Une vingtaine d’archives sonores sont présentées à Dakar jusqu’au 21 juin.
La voix grésillante d’un tirailleur sénégalais, enregistrée il y a plus d’un siècle dans un camp de prisonniers allemand de la Première Guerre mondiale, résonne dans une salle de conférence où l’attention est palpable.
Cette archive inédite fait partie d’une collection d’enregistrements sonores de Sénégalais, conservés au Musée ethnologique de Berlin. Une partie de cette collection est désormais accessible au public africain, dans le cadre de l’exposition « Échos du passé : à la découverte du patrimoine culturel immatériel » au musée des civilisations noires de Dakar.
« Est-ce que vous reconnaissez la langue ? », interroge Massamba Gueye, chercheur et commissaire de l’exposition, devant une audience composée notamment d’étudiants.
« Si je ne me trompe pas, c’est du wolof (la langue la plus parlée au Sénégal, ndlr). J’ai entendu +c’est une honte+, +il n’y a pas la paix+ », répond Khady Ba, 23 ans, parmi le public.
« Vous confirmez ce que les experts ont découvert. C’est un prisonnier de guerre qui chante en wolof la complainte d’une femme », poursuit M. Gueye.
Un sentiment de gravité mêlé de fierté envahit la salle alors que les archives sonores, principalement chantées, se succèdent. Le public s’efforce d’identifier des mots, de reconnaître des thèmes musicaux, des localités oubliées, des souvenirs enfouis dans une mémoire collective qui s’érode avec le temps.
« Le wolof a beaucoup évolué dans les zones urbaines. Certains mots renvoient à des réalités disparues, mais la structure de la langue demeure », explique M. Gueye.
« Le Sénégalais s’identifie à sa langue, à son folklore, à ses rites et aux faits sociaux. Le patrimoine immatériel englobe tous ces éléments et constitue ainsi l’essence de notre identité », dit-il.
« Je lance un appel à tous les pays qui ont colonisé des nations africaines et du monde entier à faire preuve d’honnêteté en restituant ce patrimoine immatériel oral. Cela réconciliera les peuples », déclare M. Gueye, alors que la coopération internationale entre musées se concentre surtout sur le patrimoine matériel acquis durant la colonisation.
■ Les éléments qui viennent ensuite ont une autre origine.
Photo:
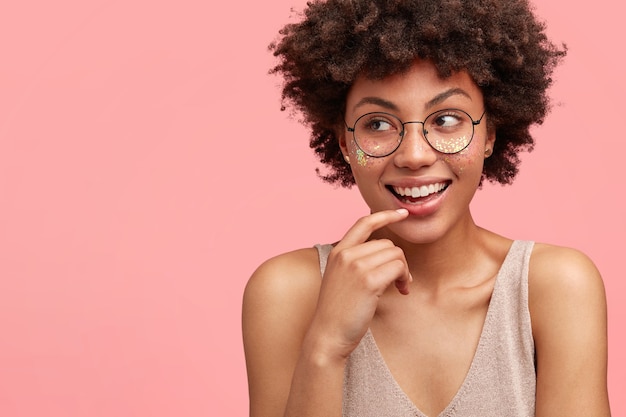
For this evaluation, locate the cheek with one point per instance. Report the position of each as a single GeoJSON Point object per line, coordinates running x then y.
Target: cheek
{"type": "Point", "coordinates": [470, 158]}
{"type": "Point", "coordinates": [360, 159]}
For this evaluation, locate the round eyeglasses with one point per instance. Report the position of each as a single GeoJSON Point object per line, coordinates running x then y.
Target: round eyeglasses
{"type": "Point", "coordinates": [447, 131]}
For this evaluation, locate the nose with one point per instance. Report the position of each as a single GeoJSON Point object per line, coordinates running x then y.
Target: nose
{"type": "Point", "coordinates": [414, 151]}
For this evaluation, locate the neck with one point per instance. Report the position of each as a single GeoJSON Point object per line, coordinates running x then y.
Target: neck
{"type": "Point", "coordinates": [450, 259]}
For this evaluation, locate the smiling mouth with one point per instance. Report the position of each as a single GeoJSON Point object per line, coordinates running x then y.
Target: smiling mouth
{"type": "Point", "coordinates": [417, 194]}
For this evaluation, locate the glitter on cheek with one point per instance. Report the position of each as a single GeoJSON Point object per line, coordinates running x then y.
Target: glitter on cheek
{"type": "Point", "coordinates": [450, 145]}
{"type": "Point", "coordinates": [361, 158]}
{"type": "Point", "coordinates": [461, 160]}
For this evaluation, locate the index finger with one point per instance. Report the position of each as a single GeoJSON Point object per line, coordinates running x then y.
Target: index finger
{"type": "Point", "coordinates": [365, 226]}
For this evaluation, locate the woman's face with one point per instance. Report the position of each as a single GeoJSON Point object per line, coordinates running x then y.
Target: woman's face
{"type": "Point", "coordinates": [435, 187]}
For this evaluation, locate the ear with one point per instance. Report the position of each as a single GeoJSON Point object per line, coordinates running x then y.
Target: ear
{"type": "Point", "coordinates": [490, 141]}
{"type": "Point", "coordinates": [343, 144]}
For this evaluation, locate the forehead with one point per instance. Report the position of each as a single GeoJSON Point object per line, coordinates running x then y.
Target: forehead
{"type": "Point", "coordinates": [419, 86]}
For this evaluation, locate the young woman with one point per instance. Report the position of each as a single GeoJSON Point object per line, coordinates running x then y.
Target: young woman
{"type": "Point", "coordinates": [418, 311]}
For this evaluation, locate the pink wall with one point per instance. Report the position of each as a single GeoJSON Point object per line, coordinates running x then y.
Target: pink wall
{"type": "Point", "coordinates": [146, 170]}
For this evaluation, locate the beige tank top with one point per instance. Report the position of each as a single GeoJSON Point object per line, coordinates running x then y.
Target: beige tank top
{"type": "Point", "coordinates": [501, 380]}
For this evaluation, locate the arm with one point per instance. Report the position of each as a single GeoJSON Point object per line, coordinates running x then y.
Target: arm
{"type": "Point", "coordinates": [299, 329]}
{"type": "Point", "coordinates": [568, 310]}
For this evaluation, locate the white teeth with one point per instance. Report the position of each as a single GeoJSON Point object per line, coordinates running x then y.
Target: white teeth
{"type": "Point", "coordinates": [422, 191]}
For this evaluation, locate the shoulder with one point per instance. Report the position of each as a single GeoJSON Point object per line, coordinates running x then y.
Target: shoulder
{"type": "Point", "coordinates": [567, 304]}
{"type": "Point", "coordinates": [285, 275]}
{"type": "Point", "coordinates": [557, 270]}
{"type": "Point", "coordinates": [566, 294]}
{"type": "Point", "coordinates": [278, 304]}
{"type": "Point", "coordinates": [281, 294]}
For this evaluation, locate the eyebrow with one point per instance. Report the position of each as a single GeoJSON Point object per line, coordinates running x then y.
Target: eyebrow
{"type": "Point", "coordinates": [439, 98]}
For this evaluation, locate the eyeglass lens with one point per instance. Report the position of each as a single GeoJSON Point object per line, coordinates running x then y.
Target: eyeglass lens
{"type": "Point", "coordinates": [447, 131]}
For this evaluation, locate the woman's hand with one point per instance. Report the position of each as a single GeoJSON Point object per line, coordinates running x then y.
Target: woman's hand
{"type": "Point", "coordinates": [358, 272]}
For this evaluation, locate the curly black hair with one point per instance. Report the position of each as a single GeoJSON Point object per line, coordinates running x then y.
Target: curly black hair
{"type": "Point", "coordinates": [500, 43]}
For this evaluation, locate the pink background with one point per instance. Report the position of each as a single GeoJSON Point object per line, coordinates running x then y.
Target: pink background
{"type": "Point", "coordinates": [146, 170]}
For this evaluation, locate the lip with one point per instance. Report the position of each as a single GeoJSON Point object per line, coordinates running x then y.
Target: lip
{"type": "Point", "coordinates": [424, 206]}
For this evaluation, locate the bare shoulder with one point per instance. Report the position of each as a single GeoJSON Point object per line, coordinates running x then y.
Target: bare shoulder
{"type": "Point", "coordinates": [561, 270]}
{"type": "Point", "coordinates": [292, 276]}
{"type": "Point", "coordinates": [278, 304]}
{"type": "Point", "coordinates": [568, 312]}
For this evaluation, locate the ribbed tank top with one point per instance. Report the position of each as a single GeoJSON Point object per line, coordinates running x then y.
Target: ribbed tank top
{"type": "Point", "coordinates": [501, 380]}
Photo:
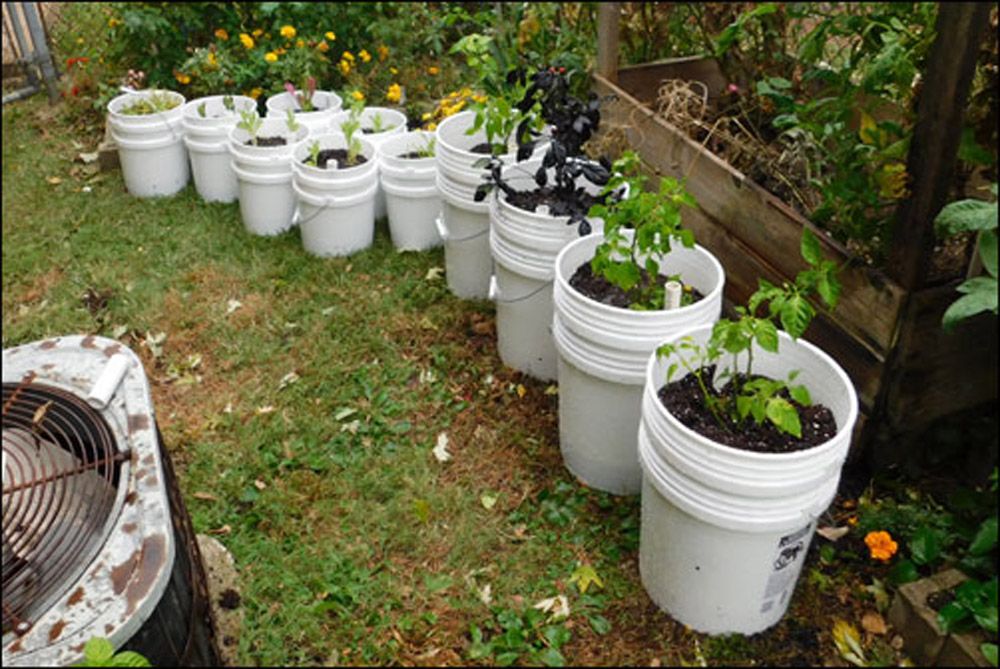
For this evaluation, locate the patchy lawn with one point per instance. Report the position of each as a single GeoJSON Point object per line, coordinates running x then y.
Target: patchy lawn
{"type": "Point", "coordinates": [300, 400]}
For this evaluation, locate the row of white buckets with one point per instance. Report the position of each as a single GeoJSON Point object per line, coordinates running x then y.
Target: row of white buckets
{"type": "Point", "coordinates": [150, 146]}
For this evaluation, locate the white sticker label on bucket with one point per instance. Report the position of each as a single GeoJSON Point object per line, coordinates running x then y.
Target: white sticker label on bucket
{"type": "Point", "coordinates": [788, 558]}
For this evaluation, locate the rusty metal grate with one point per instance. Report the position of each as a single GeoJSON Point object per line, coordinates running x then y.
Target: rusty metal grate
{"type": "Point", "coordinates": [60, 483]}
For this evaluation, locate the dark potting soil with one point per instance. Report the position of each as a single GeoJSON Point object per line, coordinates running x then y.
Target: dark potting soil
{"type": "Point", "coordinates": [339, 156]}
{"type": "Point", "coordinates": [598, 288]}
{"type": "Point", "coordinates": [268, 141]}
{"type": "Point", "coordinates": [684, 400]}
{"type": "Point", "coordinates": [530, 200]}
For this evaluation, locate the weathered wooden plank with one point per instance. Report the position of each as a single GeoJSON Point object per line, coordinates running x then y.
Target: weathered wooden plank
{"type": "Point", "coordinates": [951, 64]}
{"type": "Point", "coordinates": [938, 373]}
{"type": "Point", "coordinates": [870, 305]}
{"type": "Point", "coordinates": [643, 81]}
{"type": "Point", "coordinates": [608, 16]}
{"type": "Point", "coordinates": [743, 267]}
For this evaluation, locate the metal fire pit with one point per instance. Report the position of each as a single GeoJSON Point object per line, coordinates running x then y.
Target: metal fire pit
{"type": "Point", "coordinates": [90, 542]}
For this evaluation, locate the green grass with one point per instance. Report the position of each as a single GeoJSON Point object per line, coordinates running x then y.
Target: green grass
{"type": "Point", "coordinates": [354, 544]}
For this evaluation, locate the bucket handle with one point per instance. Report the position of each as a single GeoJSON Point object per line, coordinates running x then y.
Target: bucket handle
{"type": "Point", "coordinates": [446, 236]}
{"type": "Point", "coordinates": [496, 296]}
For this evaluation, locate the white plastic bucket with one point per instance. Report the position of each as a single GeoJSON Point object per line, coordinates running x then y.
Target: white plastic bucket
{"type": "Point", "coordinates": [264, 174]}
{"type": "Point", "coordinates": [524, 246]}
{"type": "Point", "coordinates": [464, 224]}
{"type": "Point", "coordinates": [327, 104]}
{"type": "Point", "coordinates": [336, 206]}
{"type": "Point", "coordinates": [150, 146]}
{"type": "Point", "coordinates": [389, 117]}
{"type": "Point", "coordinates": [206, 139]}
{"type": "Point", "coordinates": [603, 351]}
{"type": "Point", "coordinates": [410, 186]}
{"type": "Point", "coordinates": [724, 532]}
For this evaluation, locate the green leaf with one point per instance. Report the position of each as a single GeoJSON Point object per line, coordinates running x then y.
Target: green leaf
{"type": "Point", "coordinates": [982, 296]}
{"type": "Point", "coordinates": [98, 650]}
{"type": "Point", "coordinates": [989, 651]}
{"type": "Point", "coordinates": [784, 416]}
{"type": "Point", "coordinates": [925, 546]}
{"type": "Point", "coordinates": [985, 539]}
{"type": "Point", "coordinates": [796, 314]}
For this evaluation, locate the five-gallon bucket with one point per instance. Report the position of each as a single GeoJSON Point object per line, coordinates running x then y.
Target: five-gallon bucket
{"type": "Point", "coordinates": [524, 246]}
{"type": "Point", "coordinates": [207, 122]}
{"type": "Point", "coordinates": [264, 174]}
{"type": "Point", "coordinates": [603, 351]}
{"type": "Point", "coordinates": [724, 532]}
{"type": "Point", "coordinates": [410, 186]}
{"type": "Point", "coordinates": [377, 125]}
{"type": "Point", "coordinates": [151, 148]}
{"type": "Point", "coordinates": [336, 205]}
{"type": "Point", "coordinates": [326, 103]}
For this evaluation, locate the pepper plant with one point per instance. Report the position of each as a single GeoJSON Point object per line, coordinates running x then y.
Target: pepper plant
{"type": "Point", "coordinates": [631, 260]}
{"type": "Point", "coordinates": [757, 398]}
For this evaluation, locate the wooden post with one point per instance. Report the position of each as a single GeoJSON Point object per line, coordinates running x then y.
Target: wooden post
{"type": "Point", "coordinates": [608, 14]}
{"type": "Point", "coordinates": [934, 146]}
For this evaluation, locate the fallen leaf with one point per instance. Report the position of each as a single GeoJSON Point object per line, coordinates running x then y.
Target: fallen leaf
{"type": "Point", "coordinates": [584, 576]}
{"type": "Point", "coordinates": [557, 607]}
{"type": "Point", "coordinates": [441, 449]}
{"type": "Point", "coordinates": [832, 533]}
{"type": "Point", "coordinates": [873, 623]}
{"type": "Point", "coordinates": [287, 380]}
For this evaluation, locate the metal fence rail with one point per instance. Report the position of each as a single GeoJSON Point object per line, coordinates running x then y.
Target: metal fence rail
{"type": "Point", "coordinates": [26, 43]}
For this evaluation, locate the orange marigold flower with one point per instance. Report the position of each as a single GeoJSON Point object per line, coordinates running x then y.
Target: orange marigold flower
{"type": "Point", "coordinates": [880, 545]}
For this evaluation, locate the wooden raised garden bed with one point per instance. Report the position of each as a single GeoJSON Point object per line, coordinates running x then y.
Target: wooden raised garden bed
{"type": "Point", "coordinates": [907, 371]}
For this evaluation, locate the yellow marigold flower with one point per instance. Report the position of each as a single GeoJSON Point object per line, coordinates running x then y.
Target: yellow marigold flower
{"type": "Point", "coordinates": [880, 545]}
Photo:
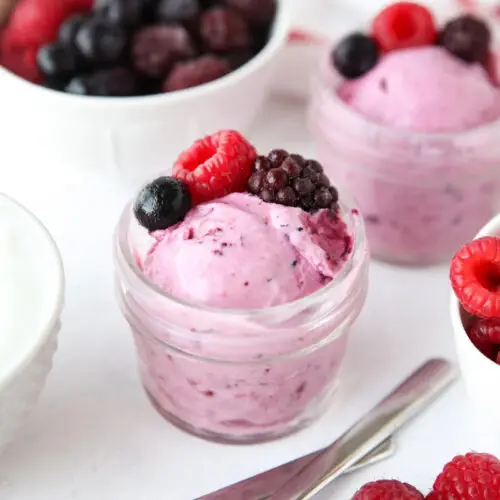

Une vingtaine d’archives sonores sont présentées à Dakar jusqu’au 21 juin. Les plus anciennes datent de 1910 et ont été enregistrées dans un lieu de divertissement à Berlin. La plupart proviennent de prisonniers de guerre du camp de Wünsdorf, près de Berlin, enregistrés entre 1915 et 1918.
Environ 4 000 soldats africains recrutés par l’armée française y étaient détenus. Des expériences y étaient menées pour inciter les prisonniers à changer de camp en leur offrant des conditions spéciales, comme la liberté de religion. C’est là qu’a été inaugurée le 13 juillet 1915 la première mosquée sur le sol allemand.
C’est aussi là que la Commission Phonographique Royale Prussienne, composée de scientifiques, linguistes et ethnologues, a produit plus de 2 600 enregistrements sonores à des fins de recherche, conservés dans les archives du Musée ethnologique de Berlin et à l’université Humboldt.
Parmi les voix identifiées figure celle d’Abdoulaye Niang, un soldat musulman ayant servi dans l’armée française, né sur l’île de Gorée en 1878. Déplacé de Wünsdorf vers un camp de travail forcé roumain, il est décédé dans un hôpital de Lyon des suites de la tuberculose.
D’autres enregistrements sont attribués à Madia Diouf, qui avait une vingtaine d’années lors de son internement à Wünsdorf. Selon les archives de la commission phonographique, M. Diouf était agriculteur avant de rejoindre l’armée, originaire de « Banol près de Dakar », un lieu aujourd’hui disparu.
« Nous souhaitons mener une recherche collaborative car ces éléments font partie de votre histoire », déclare Lars-Christian Koch, directeur du Musée ethnologique de Berlin.
« Nous voulons identifier les sociétés productrices de ces enregistrements. L’un des moyens sera probablement de recourir aux réseaux communautaires, où des personnes peuvent encore comprendre certaines expressions d’il y a un siècle », ajoute Hamady Bocoum, directeur du Musée des civilisations noires de Dakar.
Grâce à la numérisation, la diffusion de ce patrimoine est « tout à fait réalisable », estime-t-il.
Après avoir écouté une prière musulmane tirée d’une archive, Cheikh Mbake Diop, étudiant en cinéma de 28 ans, se dit « très ému ». « Il faut qu’on en parle. C’est important. Si mon père écoutait ça, il pleurerait sûrement. Parce qu’il a l’habitude de chanter cela et c’est très puissant », confie-t-il.